Make a call for fairness for family farmers and ranchers

AliciaTHREE YEARS AGO, Candidate Barack Obama promised to stand up for open and fair markets for family farm livestock producers.

TWO YEARS AGO, Congress passed a farm bill directing USDA to write rules to end price discrimination against small and mid-sized farmers by corporate meatpackers and processors and to ensure fair production contracts for poultry and hog producers.

ONE YEAR AGO, USDA issued a proposed rule that would reign in some of the worst abuses of giant meat packers and poultry companies.

ONE WEEK AGO, at the bidding of corporate meatpackers, the House of Representatives passed a measure to halt the rulemaking process.

Tell the President that we have waited long enough.

Tell him to stand firm against corporate greed and bullying.

Call the White House comment line between
Monday, June 20th and Friday, June 24th.
202-456-1111

Keep trying until you reach an operator, and share the following message:

“I am a (farmer, grower, consumer) from ________ (city and state) calling in support of USDA’s proposed livestock and poultry rule, also called the “GIPSA” rule. Fair, open and transparent markets are essential to rural economic recovery.
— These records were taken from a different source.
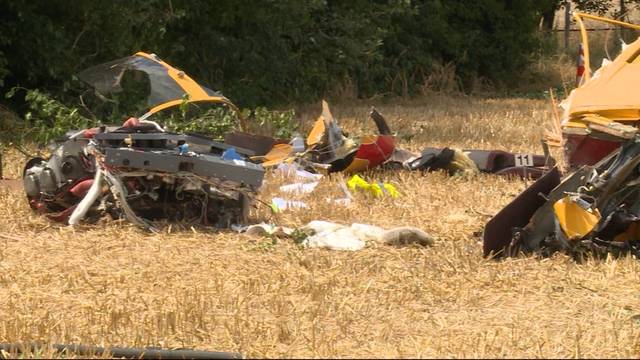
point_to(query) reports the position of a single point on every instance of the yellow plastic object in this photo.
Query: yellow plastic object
(278, 154)
(357, 165)
(316, 134)
(356, 182)
(575, 221)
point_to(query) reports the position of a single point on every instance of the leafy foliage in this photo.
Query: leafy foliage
(48, 119)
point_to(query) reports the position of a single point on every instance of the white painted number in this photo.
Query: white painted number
(524, 160)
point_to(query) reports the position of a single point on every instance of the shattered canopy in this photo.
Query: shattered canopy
(167, 86)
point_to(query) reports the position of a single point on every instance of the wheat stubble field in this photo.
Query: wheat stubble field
(113, 284)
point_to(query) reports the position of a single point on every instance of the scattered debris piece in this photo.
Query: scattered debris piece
(333, 236)
(279, 204)
(377, 189)
(329, 150)
(456, 161)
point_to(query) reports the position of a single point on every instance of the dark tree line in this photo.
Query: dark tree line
(265, 52)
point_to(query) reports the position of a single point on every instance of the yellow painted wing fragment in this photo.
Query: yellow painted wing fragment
(575, 221)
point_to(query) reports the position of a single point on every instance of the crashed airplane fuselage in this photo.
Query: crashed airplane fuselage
(138, 171)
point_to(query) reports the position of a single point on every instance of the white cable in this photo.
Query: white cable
(85, 204)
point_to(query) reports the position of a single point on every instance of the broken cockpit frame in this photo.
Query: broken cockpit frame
(138, 171)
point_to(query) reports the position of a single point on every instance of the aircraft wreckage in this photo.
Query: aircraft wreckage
(142, 173)
(138, 170)
(595, 209)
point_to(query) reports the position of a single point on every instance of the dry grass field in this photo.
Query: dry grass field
(113, 284)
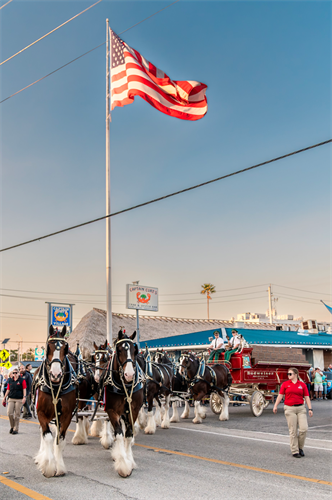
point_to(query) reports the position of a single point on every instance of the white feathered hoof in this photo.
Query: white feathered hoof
(201, 412)
(136, 428)
(142, 418)
(96, 428)
(157, 416)
(175, 416)
(151, 427)
(122, 465)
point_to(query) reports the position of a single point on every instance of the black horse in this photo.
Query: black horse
(123, 385)
(179, 386)
(159, 382)
(203, 380)
(101, 358)
(54, 395)
(86, 389)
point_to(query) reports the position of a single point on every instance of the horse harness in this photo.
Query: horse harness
(199, 376)
(123, 388)
(43, 382)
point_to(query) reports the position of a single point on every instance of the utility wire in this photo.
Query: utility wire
(167, 196)
(49, 33)
(4, 5)
(85, 53)
(300, 290)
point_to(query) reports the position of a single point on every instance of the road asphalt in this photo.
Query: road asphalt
(245, 457)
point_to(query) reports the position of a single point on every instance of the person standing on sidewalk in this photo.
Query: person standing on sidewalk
(25, 373)
(295, 392)
(16, 393)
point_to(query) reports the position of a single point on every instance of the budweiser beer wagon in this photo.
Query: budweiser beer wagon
(257, 382)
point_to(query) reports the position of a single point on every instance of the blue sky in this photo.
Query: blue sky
(268, 70)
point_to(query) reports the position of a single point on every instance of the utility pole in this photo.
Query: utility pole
(137, 320)
(270, 305)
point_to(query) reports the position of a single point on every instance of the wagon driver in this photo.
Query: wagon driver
(216, 346)
(233, 345)
(296, 393)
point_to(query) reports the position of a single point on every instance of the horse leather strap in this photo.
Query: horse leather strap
(55, 403)
(129, 398)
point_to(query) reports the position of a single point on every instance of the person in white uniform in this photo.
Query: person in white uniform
(233, 345)
(216, 347)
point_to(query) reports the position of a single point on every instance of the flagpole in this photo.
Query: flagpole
(108, 194)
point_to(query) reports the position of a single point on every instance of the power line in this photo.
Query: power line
(218, 291)
(168, 195)
(218, 301)
(203, 299)
(82, 55)
(121, 295)
(4, 5)
(49, 33)
(300, 290)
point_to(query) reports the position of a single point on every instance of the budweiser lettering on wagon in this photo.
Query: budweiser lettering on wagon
(142, 297)
(132, 75)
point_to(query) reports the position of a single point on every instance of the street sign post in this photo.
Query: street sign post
(144, 298)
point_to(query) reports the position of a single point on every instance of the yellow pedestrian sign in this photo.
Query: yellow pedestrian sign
(4, 354)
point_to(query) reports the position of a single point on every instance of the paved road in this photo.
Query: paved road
(186, 462)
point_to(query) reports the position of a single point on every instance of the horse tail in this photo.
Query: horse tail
(229, 377)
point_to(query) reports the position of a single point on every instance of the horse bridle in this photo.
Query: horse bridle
(59, 341)
(126, 348)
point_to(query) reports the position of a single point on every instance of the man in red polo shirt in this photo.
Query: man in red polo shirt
(295, 392)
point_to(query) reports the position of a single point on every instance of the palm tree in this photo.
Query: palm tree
(208, 289)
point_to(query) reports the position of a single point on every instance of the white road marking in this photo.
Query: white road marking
(316, 427)
(246, 437)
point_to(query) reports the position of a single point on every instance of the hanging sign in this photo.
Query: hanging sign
(39, 353)
(60, 316)
(144, 298)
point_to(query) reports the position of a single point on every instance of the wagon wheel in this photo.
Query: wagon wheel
(215, 403)
(257, 403)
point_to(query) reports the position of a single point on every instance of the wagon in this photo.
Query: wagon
(257, 382)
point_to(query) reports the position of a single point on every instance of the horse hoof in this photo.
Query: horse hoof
(60, 474)
(124, 475)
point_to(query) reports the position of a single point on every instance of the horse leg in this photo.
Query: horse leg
(224, 415)
(165, 423)
(86, 425)
(186, 410)
(175, 417)
(142, 418)
(106, 435)
(119, 453)
(96, 428)
(201, 411)
(198, 418)
(45, 458)
(151, 425)
(80, 436)
(157, 415)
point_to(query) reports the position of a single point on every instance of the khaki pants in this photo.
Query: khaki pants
(296, 417)
(14, 412)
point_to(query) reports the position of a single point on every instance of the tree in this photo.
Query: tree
(208, 289)
(29, 355)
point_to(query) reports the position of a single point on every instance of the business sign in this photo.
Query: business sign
(39, 353)
(144, 298)
(60, 316)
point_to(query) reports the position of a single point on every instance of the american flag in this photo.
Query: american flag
(132, 74)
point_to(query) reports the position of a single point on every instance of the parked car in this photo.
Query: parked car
(329, 384)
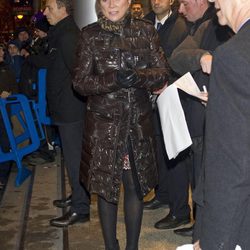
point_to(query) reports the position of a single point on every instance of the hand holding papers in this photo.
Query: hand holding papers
(173, 123)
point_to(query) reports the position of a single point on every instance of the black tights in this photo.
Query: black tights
(133, 210)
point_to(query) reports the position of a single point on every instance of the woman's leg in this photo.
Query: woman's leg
(133, 210)
(108, 219)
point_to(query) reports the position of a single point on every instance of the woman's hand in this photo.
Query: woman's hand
(206, 62)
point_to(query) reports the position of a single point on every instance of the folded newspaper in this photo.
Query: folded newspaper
(173, 122)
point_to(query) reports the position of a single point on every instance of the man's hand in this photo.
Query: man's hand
(206, 62)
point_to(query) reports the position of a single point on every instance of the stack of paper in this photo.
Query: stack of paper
(173, 122)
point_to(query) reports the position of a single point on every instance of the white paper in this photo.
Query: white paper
(173, 123)
(188, 85)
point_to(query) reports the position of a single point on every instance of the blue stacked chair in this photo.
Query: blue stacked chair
(31, 115)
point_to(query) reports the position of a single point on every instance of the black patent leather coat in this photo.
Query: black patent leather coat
(114, 114)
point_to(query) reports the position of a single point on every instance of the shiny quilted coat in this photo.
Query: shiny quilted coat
(114, 114)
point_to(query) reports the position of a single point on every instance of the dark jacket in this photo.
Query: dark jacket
(7, 79)
(115, 115)
(186, 57)
(64, 104)
(172, 33)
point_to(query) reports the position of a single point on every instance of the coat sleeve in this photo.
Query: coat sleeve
(85, 81)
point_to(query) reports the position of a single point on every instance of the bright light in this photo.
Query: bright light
(20, 17)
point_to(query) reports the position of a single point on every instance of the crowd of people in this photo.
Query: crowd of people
(107, 76)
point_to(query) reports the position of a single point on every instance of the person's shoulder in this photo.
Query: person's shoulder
(90, 30)
(90, 27)
(142, 21)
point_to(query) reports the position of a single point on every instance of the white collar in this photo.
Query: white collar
(163, 20)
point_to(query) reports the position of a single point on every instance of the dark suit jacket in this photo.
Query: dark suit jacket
(226, 186)
(172, 33)
(64, 104)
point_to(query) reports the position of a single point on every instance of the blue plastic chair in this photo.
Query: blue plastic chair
(28, 118)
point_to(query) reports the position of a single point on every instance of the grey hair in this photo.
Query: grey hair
(67, 4)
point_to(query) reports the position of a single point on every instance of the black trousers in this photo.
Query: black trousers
(71, 138)
(133, 211)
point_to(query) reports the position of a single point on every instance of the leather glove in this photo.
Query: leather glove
(127, 78)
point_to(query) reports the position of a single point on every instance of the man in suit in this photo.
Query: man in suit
(65, 106)
(194, 55)
(223, 194)
(172, 30)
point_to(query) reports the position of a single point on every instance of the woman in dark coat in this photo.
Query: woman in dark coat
(119, 64)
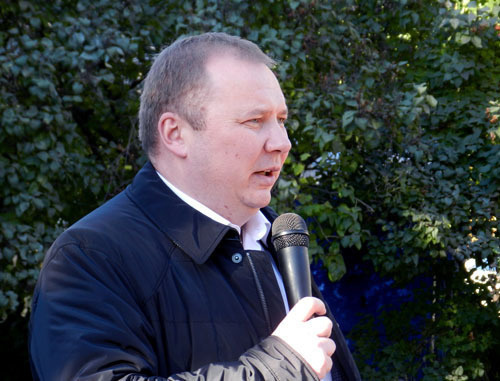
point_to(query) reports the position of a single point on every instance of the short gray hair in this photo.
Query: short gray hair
(177, 81)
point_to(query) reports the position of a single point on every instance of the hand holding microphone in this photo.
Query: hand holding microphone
(306, 334)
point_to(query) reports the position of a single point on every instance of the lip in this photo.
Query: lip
(270, 178)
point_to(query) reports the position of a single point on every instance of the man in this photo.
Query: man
(175, 277)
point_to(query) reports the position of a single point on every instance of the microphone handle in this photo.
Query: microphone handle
(294, 268)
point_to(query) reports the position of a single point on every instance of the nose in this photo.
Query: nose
(278, 139)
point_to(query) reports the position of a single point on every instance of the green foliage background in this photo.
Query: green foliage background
(395, 125)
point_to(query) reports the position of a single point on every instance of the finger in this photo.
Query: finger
(306, 308)
(320, 326)
(328, 346)
(326, 368)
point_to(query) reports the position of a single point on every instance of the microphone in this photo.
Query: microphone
(290, 238)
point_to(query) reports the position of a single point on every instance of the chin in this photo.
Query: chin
(260, 201)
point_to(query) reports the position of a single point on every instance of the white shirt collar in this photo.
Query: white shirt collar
(256, 229)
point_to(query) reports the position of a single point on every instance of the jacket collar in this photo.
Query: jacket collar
(196, 234)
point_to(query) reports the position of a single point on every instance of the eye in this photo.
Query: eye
(282, 121)
(255, 122)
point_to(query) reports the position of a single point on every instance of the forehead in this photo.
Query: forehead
(243, 84)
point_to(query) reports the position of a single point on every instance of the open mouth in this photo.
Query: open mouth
(266, 173)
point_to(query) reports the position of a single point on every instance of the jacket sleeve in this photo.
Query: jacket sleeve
(86, 324)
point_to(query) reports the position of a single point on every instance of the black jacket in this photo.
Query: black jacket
(147, 287)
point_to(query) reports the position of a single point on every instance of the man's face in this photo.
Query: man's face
(235, 161)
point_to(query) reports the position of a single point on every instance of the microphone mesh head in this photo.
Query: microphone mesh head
(297, 228)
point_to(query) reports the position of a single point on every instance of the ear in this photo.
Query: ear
(171, 133)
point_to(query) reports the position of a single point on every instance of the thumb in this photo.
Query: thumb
(306, 308)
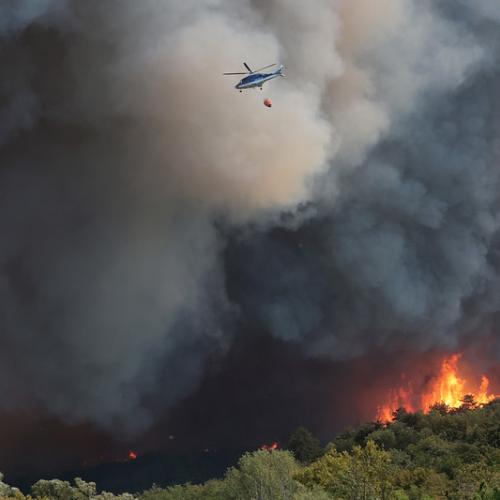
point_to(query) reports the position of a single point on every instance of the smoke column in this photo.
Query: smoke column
(147, 208)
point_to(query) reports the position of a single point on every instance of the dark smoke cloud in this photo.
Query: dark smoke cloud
(146, 206)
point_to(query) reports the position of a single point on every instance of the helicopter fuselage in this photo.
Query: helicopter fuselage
(257, 79)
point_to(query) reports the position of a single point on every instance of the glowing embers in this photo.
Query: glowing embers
(448, 388)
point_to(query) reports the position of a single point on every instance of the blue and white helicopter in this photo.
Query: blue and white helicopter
(255, 78)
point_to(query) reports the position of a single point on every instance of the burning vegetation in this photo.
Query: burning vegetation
(448, 390)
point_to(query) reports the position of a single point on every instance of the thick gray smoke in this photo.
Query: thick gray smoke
(122, 146)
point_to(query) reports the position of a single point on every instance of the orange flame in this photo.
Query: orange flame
(449, 388)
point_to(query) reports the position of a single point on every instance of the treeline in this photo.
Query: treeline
(445, 454)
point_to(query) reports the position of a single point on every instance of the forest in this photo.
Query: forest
(443, 454)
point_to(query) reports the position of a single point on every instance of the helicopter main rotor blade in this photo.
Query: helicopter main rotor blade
(265, 67)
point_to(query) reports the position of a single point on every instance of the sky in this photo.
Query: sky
(177, 257)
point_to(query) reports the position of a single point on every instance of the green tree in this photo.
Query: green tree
(304, 445)
(264, 475)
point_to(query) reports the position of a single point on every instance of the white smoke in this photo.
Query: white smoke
(120, 150)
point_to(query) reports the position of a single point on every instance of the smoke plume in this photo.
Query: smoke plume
(147, 208)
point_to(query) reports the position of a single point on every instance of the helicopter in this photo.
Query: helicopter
(256, 78)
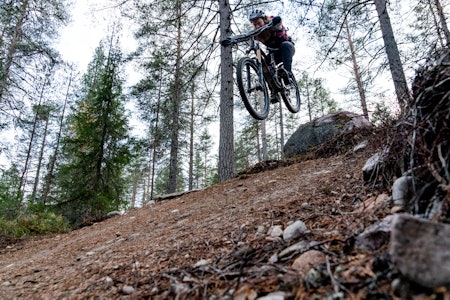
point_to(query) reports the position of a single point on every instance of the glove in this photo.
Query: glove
(276, 21)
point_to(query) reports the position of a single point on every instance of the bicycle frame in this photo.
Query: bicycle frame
(266, 65)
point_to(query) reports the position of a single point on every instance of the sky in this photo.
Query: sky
(79, 39)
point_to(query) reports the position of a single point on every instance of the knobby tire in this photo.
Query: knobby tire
(254, 92)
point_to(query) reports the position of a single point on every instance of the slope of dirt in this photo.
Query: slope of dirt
(208, 244)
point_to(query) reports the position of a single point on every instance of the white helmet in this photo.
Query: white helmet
(257, 13)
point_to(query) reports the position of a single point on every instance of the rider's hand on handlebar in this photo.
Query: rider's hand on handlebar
(226, 42)
(276, 21)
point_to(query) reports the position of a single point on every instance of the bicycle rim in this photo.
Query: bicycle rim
(291, 93)
(254, 93)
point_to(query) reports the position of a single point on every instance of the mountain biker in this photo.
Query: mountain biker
(274, 37)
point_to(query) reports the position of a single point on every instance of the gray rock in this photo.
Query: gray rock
(321, 130)
(293, 231)
(373, 163)
(401, 190)
(420, 249)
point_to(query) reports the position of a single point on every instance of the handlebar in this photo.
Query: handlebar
(232, 40)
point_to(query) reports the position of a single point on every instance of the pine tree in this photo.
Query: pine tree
(95, 150)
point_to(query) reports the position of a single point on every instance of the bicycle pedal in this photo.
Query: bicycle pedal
(274, 100)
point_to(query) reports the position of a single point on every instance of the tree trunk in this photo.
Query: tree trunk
(15, 41)
(362, 95)
(281, 131)
(41, 156)
(173, 168)
(265, 155)
(155, 139)
(191, 142)
(226, 140)
(51, 169)
(443, 22)
(393, 55)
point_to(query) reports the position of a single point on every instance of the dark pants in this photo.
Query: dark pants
(285, 54)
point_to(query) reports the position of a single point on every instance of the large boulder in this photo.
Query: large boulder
(321, 130)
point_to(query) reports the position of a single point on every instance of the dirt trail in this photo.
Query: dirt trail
(189, 246)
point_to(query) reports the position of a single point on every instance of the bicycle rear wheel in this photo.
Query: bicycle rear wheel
(252, 88)
(290, 93)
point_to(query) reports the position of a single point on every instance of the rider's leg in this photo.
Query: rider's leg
(287, 50)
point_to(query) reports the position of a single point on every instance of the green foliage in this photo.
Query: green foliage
(34, 224)
(316, 97)
(96, 149)
(382, 116)
(10, 202)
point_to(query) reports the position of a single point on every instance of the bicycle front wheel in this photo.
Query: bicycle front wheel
(290, 92)
(252, 88)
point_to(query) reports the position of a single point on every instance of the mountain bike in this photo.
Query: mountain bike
(257, 74)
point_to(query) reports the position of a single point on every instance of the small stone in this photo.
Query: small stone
(275, 231)
(295, 230)
(109, 282)
(128, 290)
(308, 260)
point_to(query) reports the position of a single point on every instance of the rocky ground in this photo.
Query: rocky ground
(222, 243)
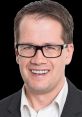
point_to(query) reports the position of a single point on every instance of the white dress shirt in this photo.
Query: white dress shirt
(54, 109)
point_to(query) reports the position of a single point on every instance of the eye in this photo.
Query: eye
(50, 47)
(27, 47)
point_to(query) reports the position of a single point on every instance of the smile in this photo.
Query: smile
(40, 71)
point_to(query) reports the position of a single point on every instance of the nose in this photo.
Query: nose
(39, 58)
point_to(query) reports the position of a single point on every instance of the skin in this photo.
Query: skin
(42, 89)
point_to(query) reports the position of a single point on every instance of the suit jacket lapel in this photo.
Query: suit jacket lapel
(72, 107)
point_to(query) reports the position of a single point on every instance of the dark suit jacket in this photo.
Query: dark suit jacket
(10, 106)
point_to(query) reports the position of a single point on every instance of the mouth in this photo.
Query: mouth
(39, 71)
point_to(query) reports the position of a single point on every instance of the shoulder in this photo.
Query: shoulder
(5, 103)
(74, 94)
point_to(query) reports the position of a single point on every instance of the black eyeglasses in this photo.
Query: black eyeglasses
(48, 51)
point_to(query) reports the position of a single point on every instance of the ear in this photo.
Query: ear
(69, 53)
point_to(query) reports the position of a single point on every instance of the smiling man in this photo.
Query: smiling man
(43, 32)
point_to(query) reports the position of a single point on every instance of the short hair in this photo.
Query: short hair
(47, 8)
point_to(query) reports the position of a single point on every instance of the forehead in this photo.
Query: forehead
(41, 28)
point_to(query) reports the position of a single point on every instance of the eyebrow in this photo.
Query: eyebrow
(45, 44)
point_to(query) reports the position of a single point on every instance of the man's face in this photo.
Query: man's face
(39, 32)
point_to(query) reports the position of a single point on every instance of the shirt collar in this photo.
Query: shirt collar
(60, 99)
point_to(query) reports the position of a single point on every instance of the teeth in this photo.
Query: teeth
(39, 71)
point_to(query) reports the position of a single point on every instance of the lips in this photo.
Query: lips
(39, 71)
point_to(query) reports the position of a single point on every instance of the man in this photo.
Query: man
(43, 32)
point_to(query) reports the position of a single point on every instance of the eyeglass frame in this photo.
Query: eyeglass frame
(40, 48)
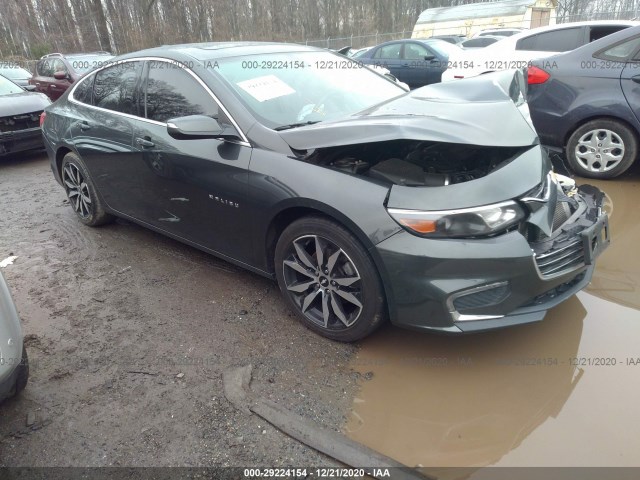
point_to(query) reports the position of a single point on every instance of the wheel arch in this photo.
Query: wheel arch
(61, 152)
(289, 213)
(585, 120)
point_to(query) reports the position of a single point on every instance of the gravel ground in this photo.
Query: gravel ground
(129, 332)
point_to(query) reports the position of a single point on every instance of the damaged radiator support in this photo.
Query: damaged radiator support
(236, 388)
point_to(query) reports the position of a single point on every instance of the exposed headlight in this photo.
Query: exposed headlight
(466, 222)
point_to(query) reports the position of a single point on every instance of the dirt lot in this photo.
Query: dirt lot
(128, 333)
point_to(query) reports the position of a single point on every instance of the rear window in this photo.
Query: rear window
(389, 51)
(621, 51)
(596, 33)
(553, 41)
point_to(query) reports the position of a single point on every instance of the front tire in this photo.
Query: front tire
(328, 279)
(602, 149)
(82, 193)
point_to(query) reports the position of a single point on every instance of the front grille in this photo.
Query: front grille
(563, 258)
(16, 123)
(554, 292)
(484, 298)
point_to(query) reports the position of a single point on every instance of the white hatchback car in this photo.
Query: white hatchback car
(518, 50)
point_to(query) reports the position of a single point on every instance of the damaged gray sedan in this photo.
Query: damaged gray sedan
(436, 209)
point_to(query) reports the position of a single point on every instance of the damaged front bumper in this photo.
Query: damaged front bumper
(465, 285)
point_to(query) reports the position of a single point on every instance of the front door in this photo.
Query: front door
(194, 189)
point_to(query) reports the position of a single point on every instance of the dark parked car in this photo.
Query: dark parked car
(14, 363)
(56, 72)
(414, 62)
(586, 103)
(15, 73)
(19, 118)
(436, 208)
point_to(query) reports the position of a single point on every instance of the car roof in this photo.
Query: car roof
(604, 42)
(207, 51)
(559, 26)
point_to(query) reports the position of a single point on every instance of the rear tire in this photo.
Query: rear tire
(601, 148)
(82, 193)
(328, 279)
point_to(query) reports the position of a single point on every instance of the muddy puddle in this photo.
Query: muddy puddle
(562, 392)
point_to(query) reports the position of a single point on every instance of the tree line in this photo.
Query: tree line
(31, 28)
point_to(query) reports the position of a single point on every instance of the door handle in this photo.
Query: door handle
(143, 142)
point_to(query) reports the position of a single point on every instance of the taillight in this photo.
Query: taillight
(536, 75)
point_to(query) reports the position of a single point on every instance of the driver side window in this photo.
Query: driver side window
(389, 51)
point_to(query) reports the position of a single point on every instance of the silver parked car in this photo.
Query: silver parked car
(14, 366)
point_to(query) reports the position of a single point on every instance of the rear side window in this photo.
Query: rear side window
(620, 52)
(115, 88)
(413, 51)
(554, 41)
(59, 66)
(171, 92)
(389, 51)
(83, 91)
(45, 68)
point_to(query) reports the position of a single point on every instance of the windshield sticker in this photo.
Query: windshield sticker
(266, 88)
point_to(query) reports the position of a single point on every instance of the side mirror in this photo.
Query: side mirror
(195, 127)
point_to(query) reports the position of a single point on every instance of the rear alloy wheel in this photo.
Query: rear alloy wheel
(329, 280)
(82, 193)
(601, 149)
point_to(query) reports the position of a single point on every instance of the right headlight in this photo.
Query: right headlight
(464, 222)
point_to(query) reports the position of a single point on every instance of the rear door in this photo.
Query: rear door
(193, 189)
(107, 103)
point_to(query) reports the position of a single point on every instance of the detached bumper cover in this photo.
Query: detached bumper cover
(10, 341)
(466, 285)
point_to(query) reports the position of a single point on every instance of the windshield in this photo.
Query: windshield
(7, 87)
(285, 90)
(83, 63)
(15, 73)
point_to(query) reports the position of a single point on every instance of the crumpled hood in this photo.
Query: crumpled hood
(477, 111)
(21, 103)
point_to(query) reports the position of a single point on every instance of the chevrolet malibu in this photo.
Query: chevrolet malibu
(436, 208)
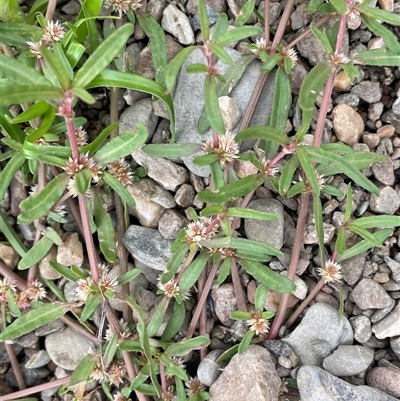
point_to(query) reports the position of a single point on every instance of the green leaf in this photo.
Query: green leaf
(193, 271)
(265, 133)
(312, 85)
(171, 150)
(327, 158)
(237, 34)
(92, 302)
(379, 57)
(388, 36)
(105, 229)
(38, 205)
(82, 371)
(212, 106)
(309, 169)
(231, 191)
(102, 56)
(246, 340)
(362, 232)
(58, 64)
(175, 322)
(158, 44)
(205, 29)
(287, 175)
(182, 348)
(378, 221)
(172, 71)
(245, 13)
(12, 166)
(26, 93)
(364, 245)
(221, 53)
(377, 14)
(121, 145)
(266, 276)
(33, 319)
(250, 214)
(20, 74)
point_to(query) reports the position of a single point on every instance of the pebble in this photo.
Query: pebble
(209, 370)
(317, 385)
(171, 222)
(318, 334)
(248, 376)
(8, 256)
(268, 231)
(348, 360)
(347, 124)
(386, 379)
(387, 202)
(224, 303)
(368, 91)
(177, 23)
(165, 172)
(362, 328)
(70, 252)
(389, 326)
(369, 294)
(148, 246)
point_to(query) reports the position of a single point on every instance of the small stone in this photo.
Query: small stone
(224, 303)
(368, 91)
(39, 359)
(347, 124)
(362, 328)
(165, 172)
(67, 348)
(70, 252)
(209, 370)
(369, 294)
(387, 202)
(348, 360)
(384, 172)
(185, 195)
(249, 376)
(46, 270)
(8, 256)
(389, 326)
(385, 379)
(267, 231)
(177, 23)
(148, 246)
(171, 223)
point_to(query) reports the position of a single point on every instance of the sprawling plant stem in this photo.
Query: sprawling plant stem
(306, 197)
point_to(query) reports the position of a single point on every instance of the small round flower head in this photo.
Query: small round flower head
(292, 54)
(53, 32)
(194, 387)
(120, 170)
(258, 324)
(36, 291)
(331, 272)
(226, 149)
(81, 136)
(83, 290)
(98, 373)
(34, 48)
(116, 373)
(123, 6)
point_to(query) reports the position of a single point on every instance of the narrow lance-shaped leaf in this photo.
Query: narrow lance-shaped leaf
(212, 105)
(102, 56)
(38, 205)
(33, 319)
(121, 145)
We need strong rules to curb corporate control over livestock and poultry markets and to foster a livestock industry in which small and mid-sized farmers and ranchers can thrive. Please issue a final GIPSA rule without delay.”

Learn More:

Packers and integrators use their market power to manipulate prices paid to livestock producers and contract terms to poultry producers and increasingly to livestock producers.

The Packers and Stockyards Act of 1921 makes it unlawful for meat and poultry packers and processors and companies that contract with farmers to raise hogs and poultry from engaging in any “unfair, unjustly discriminatory, or deceptive practice or device,” or to “make or give any undue or unreasonable preference or advantage to any particular person or locality in any respect, or subject any particular person or locality to any undue or unreasonable prejudice or disadvantage in any respect.”

But until now, USDA has never issued the regulations necessary to define these broad prohibitions in order to adequately enforce the protections for livestock and poultry farmers. That changed because in the 2008 Farm Bill, Congress voted to include directives to USDA to issue the regulations to define these prohibitions. In addition, Congress told USDA to clarify how the Act should be applied to give individual farmers and ranchers a fair shake when dealing with the large corporate entities that control our nation’s meat and poultry processing. The proposed rule does exactly what the Farm Bill directed USDA to do.

In addition, for both livestock and poultry farmers and ranchers, the proposed rule would clarify that when a farmer or rancher shows individual harm because of unfair or deceptive practices by livestock and poultry processors, the farmer and rancher does not also need to a show harm to competition throughout the livestock or poultry market. USDA has the authority under the Packer & Stockyards Act to clarify for the courts that farmers and ranchers do not need to show this “competitive injury” to the market as a whole, in order have the legal protections for fair play provided under the Packers and Stockyards Act.

GIPSA stands for the Grain Inspection and Packers and Stockyards Administration.